Around 150 family members will attend a private gathering this afternoon at the Pike River memorial garden in Atarau, where 29 boulders are dedicated to the miners who died after an explosion ripped through the mine on November 19, 2010.
The families will then be taken by busses up the mine for what they know will be an emotional time, says Bernie Monk, spokesman for most of the 29 families.
A minute's silence will be held at 3.44pm to mark the time the mine exploded.
A bagpiper will then lead the Scottish family of one of the victims, engineer Malcolm Campbell, along with other families up to the mine portal where a wreath will be laid.
The piper's tune has been written especially to remember the victims.
"It's going to be quite an emotional time, a big day," said Mr Monk, whose son Michael died in the blast.
"The Campbell family have come back from Scotland, as well as families from Australia.
"There's also a lot of Pike River workers who have returned for this because they're still quite moved by what has happened. They just want to be part of it as well."
He said the second anniversary was a chance to honour his son who he "desperately wants home".
Mr Monk has been integral in leading calls to recover the trapped bodies.
Earlier this month he hosted a group of international mine safety experts who spent a week investigating how the bodies could be recovered and have concluded it can happen.
A report has since been passed on to the Government as well as the mine's new owners, Solid Energy.
Prime Minister John Key, who is out of the country, said in a statement that his thoughts were with the people of the West Coast today.
"There is no comfort in my words for the families of those who died, as they are still living this tragedy day after day," he said.
"However it is fitting and right that we remember that it was this day two years ago that 29 men lost their lives.
"I am thinking of the families and the people of the West Coast today.

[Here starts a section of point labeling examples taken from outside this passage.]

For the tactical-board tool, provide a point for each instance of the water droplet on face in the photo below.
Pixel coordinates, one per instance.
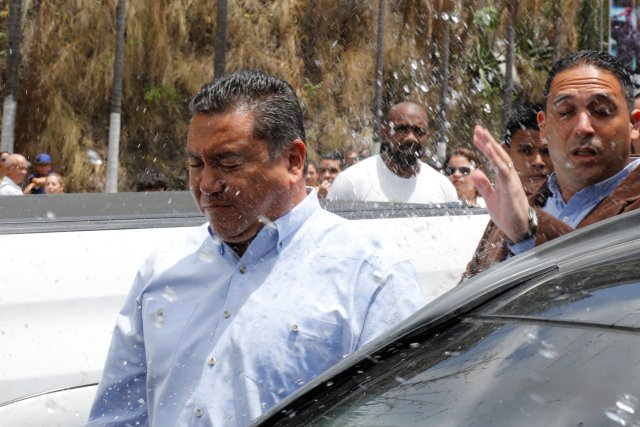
(169, 294)
(267, 223)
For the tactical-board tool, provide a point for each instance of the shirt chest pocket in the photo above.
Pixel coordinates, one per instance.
(289, 349)
(164, 323)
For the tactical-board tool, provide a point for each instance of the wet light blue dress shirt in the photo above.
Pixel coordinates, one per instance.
(579, 206)
(209, 339)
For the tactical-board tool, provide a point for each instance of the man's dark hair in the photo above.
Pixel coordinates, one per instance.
(523, 117)
(333, 155)
(597, 59)
(276, 111)
(150, 181)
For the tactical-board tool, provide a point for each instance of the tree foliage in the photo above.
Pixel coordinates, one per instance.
(325, 48)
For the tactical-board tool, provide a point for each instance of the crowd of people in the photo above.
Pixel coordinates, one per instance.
(274, 289)
(17, 181)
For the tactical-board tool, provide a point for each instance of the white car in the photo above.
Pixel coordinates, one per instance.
(69, 261)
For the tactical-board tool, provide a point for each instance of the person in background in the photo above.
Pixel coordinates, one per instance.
(458, 166)
(235, 315)
(310, 173)
(54, 184)
(4, 155)
(42, 169)
(397, 174)
(150, 180)
(529, 154)
(351, 157)
(16, 169)
(331, 164)
(588, 123)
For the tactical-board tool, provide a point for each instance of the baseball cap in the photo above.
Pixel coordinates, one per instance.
(43, 159)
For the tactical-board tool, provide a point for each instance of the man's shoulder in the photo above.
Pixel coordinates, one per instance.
(344, 239)
(363, 167)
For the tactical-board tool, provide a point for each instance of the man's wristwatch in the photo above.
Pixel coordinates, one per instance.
(533, 227)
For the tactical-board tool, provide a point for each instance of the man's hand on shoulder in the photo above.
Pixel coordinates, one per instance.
(506, 201)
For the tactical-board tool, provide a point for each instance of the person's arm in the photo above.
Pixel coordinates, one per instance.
(398, 295)
(506, 201)
(121, 398)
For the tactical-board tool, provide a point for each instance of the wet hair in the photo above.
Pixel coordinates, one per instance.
(468, 154)
(523, 117)
(308, 162)
(277, 116)
(333, 155)
(151, 180)
(597, 59)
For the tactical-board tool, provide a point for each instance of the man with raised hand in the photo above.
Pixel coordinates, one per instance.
(588, 123)
(227, 321)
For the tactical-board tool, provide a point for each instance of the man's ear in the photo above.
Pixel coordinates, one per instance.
(635, 124)
(541, 117)
(295, 156)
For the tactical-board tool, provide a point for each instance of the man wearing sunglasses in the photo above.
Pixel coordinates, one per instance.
(397, 174)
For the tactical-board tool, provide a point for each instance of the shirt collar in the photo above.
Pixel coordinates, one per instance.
(277, 233)
(597, 190)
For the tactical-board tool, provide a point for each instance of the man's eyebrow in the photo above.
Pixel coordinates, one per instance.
(561, 98)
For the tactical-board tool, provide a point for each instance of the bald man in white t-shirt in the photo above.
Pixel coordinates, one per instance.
(397, 174)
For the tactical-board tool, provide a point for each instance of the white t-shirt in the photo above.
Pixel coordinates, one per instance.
(371, 181)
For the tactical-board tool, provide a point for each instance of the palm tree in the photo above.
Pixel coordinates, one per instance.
(512, 10)
(219, 61)
(377, 96)
(13, 65)
(116, 101)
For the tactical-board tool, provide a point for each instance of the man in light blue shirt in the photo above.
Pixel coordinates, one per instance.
(588, 123)
(271, 292)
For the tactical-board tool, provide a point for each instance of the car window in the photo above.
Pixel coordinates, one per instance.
(488, 369)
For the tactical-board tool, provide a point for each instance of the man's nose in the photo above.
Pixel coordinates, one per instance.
(211, 181)
(583, 127)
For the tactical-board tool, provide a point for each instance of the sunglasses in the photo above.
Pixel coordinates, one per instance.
(464, 170)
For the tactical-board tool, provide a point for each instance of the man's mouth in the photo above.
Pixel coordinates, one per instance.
(585, 151)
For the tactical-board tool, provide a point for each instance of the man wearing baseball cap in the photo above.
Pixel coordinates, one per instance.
(42, 169)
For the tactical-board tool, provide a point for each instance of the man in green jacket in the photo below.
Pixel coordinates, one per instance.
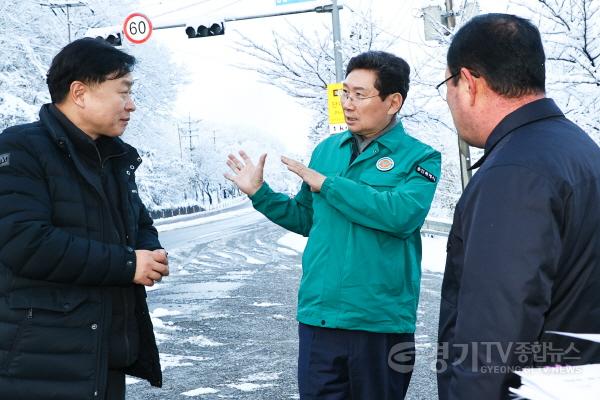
(365, 195)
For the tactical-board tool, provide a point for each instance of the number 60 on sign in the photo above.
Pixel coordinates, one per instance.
(137, 28)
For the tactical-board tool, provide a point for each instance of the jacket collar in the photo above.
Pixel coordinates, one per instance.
(389, 139)
(72, 140)
(531, 112)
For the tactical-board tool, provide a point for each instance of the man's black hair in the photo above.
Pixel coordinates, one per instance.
(504, 49)
(88, 60)
(393, 73)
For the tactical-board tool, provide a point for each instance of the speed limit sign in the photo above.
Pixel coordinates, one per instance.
(137, 28)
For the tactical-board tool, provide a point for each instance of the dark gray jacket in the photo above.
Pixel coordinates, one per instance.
(60, 265)
(523, 257)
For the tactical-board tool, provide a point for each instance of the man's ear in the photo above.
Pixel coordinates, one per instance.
(396, 103)
(77, 92)
(472, 84)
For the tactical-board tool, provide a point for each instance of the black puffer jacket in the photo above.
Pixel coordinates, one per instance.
(57, 268)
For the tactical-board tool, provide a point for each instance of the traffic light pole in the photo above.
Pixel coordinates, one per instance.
(333, 8)
(337, 42)
(464, 153)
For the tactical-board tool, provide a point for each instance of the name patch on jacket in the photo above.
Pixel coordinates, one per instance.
(4, 160)
(426, 173)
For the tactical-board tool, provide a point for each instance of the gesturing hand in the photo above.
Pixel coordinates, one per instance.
(247, 176)
(310, 176)
(150, 267)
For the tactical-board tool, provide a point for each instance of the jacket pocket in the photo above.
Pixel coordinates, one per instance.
(59, 321)
(13, 344)
(63, 300)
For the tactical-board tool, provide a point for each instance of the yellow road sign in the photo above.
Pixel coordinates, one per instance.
(337, 123)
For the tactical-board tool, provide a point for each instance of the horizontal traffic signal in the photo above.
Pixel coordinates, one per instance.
(205, 30)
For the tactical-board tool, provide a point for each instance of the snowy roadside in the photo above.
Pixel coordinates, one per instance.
(184, 221)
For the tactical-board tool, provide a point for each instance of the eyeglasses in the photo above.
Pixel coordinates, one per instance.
(356, 98)
(442, 87)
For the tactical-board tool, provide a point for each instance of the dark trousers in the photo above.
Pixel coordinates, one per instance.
(339, 364)
(115, 385)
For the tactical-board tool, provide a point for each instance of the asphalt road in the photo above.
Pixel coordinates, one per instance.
(225, 317)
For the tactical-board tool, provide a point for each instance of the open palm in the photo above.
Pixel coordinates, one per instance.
(247, 176)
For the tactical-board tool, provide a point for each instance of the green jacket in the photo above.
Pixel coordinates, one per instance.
(361, 268)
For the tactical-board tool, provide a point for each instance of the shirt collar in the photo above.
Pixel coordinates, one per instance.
(530, 112)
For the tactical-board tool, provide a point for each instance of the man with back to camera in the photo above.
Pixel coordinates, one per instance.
(524, 249)
(364, 198)
(73, 313)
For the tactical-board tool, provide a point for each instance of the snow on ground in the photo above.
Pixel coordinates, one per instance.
(249, 387)
(286, 251)
(434, 249)
(203, 220)
(434, 253)
(203, 341)
(199, 391)
(174, 360)
(266, 304)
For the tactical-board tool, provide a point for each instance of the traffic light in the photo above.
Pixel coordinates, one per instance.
(110, 34)
(204, 30)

New Zealand has immense sympathy for their continuing grief."
Grey District Mayor Tony Kokshoorn said the tragedy was still "raw in everyone's minds".

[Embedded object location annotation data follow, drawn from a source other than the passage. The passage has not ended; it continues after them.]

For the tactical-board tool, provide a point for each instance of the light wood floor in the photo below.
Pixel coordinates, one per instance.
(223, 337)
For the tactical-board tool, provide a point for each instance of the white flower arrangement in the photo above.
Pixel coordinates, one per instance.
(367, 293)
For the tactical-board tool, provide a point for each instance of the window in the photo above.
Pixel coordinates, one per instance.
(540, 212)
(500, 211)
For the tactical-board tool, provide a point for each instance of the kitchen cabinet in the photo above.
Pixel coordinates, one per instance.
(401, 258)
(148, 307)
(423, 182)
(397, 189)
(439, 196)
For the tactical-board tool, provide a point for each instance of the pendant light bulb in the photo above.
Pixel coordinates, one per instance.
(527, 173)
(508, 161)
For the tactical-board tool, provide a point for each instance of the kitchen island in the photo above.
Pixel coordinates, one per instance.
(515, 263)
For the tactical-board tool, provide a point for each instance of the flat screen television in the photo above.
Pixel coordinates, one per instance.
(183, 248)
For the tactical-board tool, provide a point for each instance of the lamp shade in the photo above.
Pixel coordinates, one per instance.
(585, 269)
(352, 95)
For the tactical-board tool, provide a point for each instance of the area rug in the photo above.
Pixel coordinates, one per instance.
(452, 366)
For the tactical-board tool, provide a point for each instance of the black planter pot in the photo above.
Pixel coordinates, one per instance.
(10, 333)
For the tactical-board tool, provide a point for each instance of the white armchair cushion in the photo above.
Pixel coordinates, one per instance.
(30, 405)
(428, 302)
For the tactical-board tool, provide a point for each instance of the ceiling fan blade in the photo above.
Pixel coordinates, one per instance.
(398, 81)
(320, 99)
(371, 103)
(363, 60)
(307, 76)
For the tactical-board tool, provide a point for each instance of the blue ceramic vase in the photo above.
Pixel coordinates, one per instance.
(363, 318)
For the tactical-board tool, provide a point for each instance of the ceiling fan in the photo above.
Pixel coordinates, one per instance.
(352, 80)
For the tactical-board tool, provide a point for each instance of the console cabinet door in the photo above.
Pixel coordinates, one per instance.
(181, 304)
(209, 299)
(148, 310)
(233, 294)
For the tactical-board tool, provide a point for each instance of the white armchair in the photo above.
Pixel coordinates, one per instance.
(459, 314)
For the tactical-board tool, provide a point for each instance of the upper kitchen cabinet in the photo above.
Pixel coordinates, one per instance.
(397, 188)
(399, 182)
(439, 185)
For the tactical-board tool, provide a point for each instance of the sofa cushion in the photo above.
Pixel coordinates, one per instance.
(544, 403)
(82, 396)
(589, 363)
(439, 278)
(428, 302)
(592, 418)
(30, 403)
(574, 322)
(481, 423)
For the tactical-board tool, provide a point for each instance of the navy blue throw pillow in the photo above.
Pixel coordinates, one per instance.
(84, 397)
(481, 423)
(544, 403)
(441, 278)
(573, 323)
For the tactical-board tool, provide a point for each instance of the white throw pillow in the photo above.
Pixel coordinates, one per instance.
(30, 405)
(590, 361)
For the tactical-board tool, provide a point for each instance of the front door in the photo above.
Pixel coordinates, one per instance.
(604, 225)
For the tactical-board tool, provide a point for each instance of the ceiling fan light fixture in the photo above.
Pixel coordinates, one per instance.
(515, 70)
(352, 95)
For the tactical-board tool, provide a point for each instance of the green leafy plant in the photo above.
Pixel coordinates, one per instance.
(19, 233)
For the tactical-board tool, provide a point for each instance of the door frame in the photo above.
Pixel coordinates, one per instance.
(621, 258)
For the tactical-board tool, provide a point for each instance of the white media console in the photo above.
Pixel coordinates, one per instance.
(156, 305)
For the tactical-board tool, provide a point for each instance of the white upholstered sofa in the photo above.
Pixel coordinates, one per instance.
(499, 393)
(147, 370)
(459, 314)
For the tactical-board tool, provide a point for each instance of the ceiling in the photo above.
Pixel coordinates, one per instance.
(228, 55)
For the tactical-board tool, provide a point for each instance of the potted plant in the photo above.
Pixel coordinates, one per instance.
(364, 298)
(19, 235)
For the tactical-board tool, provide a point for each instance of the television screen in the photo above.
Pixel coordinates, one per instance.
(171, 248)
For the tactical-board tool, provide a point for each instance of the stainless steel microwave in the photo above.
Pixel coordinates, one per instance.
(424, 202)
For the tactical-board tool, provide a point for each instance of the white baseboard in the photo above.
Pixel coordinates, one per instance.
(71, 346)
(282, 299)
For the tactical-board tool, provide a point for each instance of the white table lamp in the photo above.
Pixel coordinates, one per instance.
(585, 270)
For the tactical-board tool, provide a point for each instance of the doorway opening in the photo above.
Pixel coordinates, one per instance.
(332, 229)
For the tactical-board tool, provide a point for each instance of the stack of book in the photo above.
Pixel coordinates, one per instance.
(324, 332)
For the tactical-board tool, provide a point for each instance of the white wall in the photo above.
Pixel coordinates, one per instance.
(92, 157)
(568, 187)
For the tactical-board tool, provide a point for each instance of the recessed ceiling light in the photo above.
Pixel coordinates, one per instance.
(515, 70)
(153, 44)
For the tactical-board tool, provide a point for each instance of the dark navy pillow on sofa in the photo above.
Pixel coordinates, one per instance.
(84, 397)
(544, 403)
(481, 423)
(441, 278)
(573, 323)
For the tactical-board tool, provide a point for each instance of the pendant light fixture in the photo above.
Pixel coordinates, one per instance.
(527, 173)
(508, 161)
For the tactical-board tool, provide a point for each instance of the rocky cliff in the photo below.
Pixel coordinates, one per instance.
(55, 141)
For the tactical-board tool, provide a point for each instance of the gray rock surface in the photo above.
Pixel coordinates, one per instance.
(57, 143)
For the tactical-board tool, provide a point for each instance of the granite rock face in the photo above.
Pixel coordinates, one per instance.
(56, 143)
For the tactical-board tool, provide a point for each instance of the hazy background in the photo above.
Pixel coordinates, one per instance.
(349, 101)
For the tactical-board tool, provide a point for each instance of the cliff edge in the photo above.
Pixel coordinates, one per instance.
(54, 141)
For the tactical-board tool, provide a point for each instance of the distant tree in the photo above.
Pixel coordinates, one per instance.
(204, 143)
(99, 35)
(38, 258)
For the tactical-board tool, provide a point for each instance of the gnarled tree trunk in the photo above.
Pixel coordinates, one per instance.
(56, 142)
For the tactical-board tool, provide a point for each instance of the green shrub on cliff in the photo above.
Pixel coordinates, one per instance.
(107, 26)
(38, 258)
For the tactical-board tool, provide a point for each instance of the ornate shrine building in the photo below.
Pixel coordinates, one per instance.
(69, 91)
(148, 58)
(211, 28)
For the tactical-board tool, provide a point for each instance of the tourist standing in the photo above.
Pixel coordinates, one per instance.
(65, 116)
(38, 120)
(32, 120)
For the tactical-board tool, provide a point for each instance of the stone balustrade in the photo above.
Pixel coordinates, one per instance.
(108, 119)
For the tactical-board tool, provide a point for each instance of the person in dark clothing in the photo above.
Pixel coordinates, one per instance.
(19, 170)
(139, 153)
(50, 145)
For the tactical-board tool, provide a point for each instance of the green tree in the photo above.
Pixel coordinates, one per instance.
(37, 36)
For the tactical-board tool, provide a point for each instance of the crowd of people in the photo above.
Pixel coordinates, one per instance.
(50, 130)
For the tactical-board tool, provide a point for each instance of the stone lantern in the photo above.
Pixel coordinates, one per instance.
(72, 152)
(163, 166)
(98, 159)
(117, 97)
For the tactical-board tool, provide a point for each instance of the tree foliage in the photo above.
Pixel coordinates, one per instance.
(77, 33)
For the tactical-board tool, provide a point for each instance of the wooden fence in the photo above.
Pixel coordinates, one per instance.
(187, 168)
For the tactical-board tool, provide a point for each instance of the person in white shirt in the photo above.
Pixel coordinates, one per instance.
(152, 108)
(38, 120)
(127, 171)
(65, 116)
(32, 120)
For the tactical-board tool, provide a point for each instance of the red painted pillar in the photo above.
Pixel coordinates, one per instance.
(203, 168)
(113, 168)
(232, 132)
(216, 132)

"The West Coast community is very tight-knit, with a lot of community spirit," he said.
"We're moving on but we're doing it in a sensitive way so we don't forget the 29 men still lying up in that mountain.
"The families will be up there today with their thoughts but the community will be right behind them."
The family's private ceremony will be followed by a public memorial at the Blackball Worker's Museum at 6pm.